WASHINGTON (Bloomberg) -- The U.S. Supreme Court has thrown out a case against Daimler over its Mercedes-Benz unit's alleged collaboration in torture and killings in Argentina.
The justices unanimously said the parent company didn't have enough ties to California to give courts there the authority to hear the case.
Daimler's Argentine Mercedes-Benz unit was accused of collaborating with state security forces during the "Dirty War" from 1976 to 1983. Mercedes-Benz Argentina allegedly identified workers seen as union agitators, knowing security forces would then kidnap, torture and in some cases kill the people. The company denies the allegations.
"The plaintiffs' accusations are groundless, and today's opinion concludes the prolonged litigation in the United States," Daimler said in an e-mailed statement.
The company maintained that the courts in California lack "personal jurisdiction" over the automaker. Under that legal concept, a defendant doesn't have to face lawsuits in a state unless it has a certain minimum level of contact with the jurisdiction.
The ruling adds to a line of Supreme Court decisions that have cut the options available to people trying to sue multinational corporations in American courts.
Daimler was sued by a group of former employees and representatives of deceased workers. They argued that Daimler had sufficient contacts with California because of billions of dollars in sales through its Mercedes-Benz USA unit. Writing for the court, Justice Ruth Bader Ginsburg said Daimler's "slim contacts with the state hardly render it at home there." Ginsburg said the plaintiffs' reasoning would subject Daimler to court cases anywhere Mercedes-Benz had significant sales. "A corporation that operates in many places can scarcely be deemed at home in all of them," she wrote.
Justice Sonia Sotomayor agreed with the result while saying Ginsburg went too far in shielding multinational corporations. "In recent years, Americans have grown accustomed to the concept of multinational corporations that are supposedly 'too big to fail,'" Sotomayor wrote. "Today, the court deems Daimler 'too big for general jurisdiction.'"
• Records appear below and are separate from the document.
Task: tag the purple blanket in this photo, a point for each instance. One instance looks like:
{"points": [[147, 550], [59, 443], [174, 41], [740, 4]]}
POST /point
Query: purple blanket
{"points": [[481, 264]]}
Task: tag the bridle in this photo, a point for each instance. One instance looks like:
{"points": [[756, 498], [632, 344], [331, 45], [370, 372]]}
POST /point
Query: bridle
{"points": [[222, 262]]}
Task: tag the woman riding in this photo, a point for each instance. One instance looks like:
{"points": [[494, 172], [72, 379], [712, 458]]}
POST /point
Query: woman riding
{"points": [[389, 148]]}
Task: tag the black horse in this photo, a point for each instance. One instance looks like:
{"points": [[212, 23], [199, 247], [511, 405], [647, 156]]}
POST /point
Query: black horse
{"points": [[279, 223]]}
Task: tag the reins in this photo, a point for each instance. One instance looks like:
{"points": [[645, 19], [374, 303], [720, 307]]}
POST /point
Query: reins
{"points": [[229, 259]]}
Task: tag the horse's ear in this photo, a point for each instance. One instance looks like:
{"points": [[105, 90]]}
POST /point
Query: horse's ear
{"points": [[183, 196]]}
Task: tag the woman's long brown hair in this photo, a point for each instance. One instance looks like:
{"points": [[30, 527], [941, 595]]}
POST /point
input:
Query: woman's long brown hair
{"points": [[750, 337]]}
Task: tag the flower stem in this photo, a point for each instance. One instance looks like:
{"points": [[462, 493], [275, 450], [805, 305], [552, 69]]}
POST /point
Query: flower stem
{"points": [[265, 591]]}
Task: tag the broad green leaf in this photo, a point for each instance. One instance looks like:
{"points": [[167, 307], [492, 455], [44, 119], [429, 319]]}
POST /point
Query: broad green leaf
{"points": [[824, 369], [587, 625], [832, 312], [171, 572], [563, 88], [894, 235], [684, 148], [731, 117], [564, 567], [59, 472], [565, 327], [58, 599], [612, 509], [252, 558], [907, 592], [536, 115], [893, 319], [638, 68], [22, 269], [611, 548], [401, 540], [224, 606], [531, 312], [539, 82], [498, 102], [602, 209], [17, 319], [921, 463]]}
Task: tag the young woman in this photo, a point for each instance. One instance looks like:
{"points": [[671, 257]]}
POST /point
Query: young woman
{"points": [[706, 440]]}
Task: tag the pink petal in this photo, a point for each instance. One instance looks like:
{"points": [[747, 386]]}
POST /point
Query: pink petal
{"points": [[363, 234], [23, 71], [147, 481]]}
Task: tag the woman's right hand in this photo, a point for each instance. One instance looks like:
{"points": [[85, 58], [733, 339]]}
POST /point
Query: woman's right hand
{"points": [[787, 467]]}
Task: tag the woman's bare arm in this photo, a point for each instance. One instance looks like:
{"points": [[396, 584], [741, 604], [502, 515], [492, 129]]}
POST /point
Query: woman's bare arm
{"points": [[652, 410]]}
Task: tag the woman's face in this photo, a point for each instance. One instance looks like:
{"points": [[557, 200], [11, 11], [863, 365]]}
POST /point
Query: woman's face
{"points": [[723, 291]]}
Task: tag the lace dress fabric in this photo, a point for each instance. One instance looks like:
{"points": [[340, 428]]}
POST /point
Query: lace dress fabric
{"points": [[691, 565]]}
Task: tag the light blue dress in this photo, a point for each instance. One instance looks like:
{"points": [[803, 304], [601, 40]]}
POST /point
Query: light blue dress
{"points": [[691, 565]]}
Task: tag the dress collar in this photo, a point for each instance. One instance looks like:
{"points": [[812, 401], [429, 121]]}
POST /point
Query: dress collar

The ruling was a limited one, said Robert Peck, president of the Washington-based Center for Constitutional Litigation, which represents plaintiffs in suits against corporations. He said Ginsburg didn't preclude plaintiffs from pressing a different theory, one that claims a subsidiary was acting as the parent company's legal agent. "It is fair to say that Justice Ginsburg has written a narrow opinion," Peck said in an e-mail.
Andrew Pincus, a Washington lawyer who has argued for limits on suits against multinational corporations, said the court "rejected a legal standard that, if it had been upheld, would have transformed America's courts into global courts, hearing any claim arising anywhere in the world as long as the defendant was a large business."
Last year, the Supreme Court scaled back a favorite legal tool of human-rights activists, the 1789 Alien Tort Statute. The majority said the Alien Tort Statute generally doesn't apply to conduct beyond U.S. borders.
The people suing Daimler were invoking the Alien Tort Statute along with state and Argentine law in their suit.